I did it myself. When I decided to shift contexts and focus on smaller realities, I hit closed doors. I had to start activating spot collaborations, in parallel with my job, outside work hours, sometimes without compensation to prove to myself and to the market that I was worth that position in contexts I hadn’t yet worked in. It wasn’t easy. But it was the only way.
5. What’s one book, resource, or habit that has had a major impact on your professional growth?
The book is The One Thing by Gary Keller.
The principle is deceptively simple: focus on the single thing that, done now, makes everything else easier or irrelevant but the leverage it creates in practice is enormous. I work with multiple clients simultaneously, in very different contexts.
Without a system that forces me to identify the real priority (not the urgent one) I’d risk doing many things adequately instead of doing a few things really well.
When it comes to marketing-specific resources, today the most efficient way to stay sharp is to have a precise system of vertical newsletters, one for each area: performance marketing, strategy, growth, outreach, AI applied to marketing. Not a generalist source that covers everything superficially. Marketing is too fragmented and evolves too quickly to rely on a single perspective. Better to have specific, carefully selected sources that keep you deeply updated on what you actually need.
6. Finally: what does “good marketing” mean to you today?
Good news: what you need today to do marketing well is the same thing you needed yesterday, and the same thing you needed the day before.
The fundamentals don’t change. And among them, there’s one that stands above the rest: listening to and genuinely understanding your target. Marketing is always and entirely for people. Whatever changes around you ( channels, tools, budgets, trends) that remains the one thing that’s non-negotiable.
Good marketing starts with the people you’re trying to serve. Not the data, not the benchmarks, not the format of the moment. The people.
There’s something I’ve understood over time that continues to guide my work: behind every campaign that seems phenomenal, behind every product that truly meets its market, there’s always someone who listened with uncommon quality. They didn’t just read a report. They genuinely understood what the person on the other side was experiencing. There are campaigns that appear extraordinarily creative, but in reality are simply the natural consequence of someone who listened in the right way. True target understanding isn’t an input to the marketing plan, it is the marketing plan somehow.
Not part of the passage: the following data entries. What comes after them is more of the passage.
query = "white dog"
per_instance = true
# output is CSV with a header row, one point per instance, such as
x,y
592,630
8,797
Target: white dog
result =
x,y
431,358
Today, with the tools available, even for small players who once couldn’t afford certain levels of communication, the gap between those who do marketing well and those who don’t has never been wider. And that gap almost always goes by the same name: understanding.
Good marketing doesn’t persuade. It reflects. It says to someone: I’ve seen you, I’ve understood you, and what I have to offer was made for you. When you truly get there, you don’t need to convince anyone.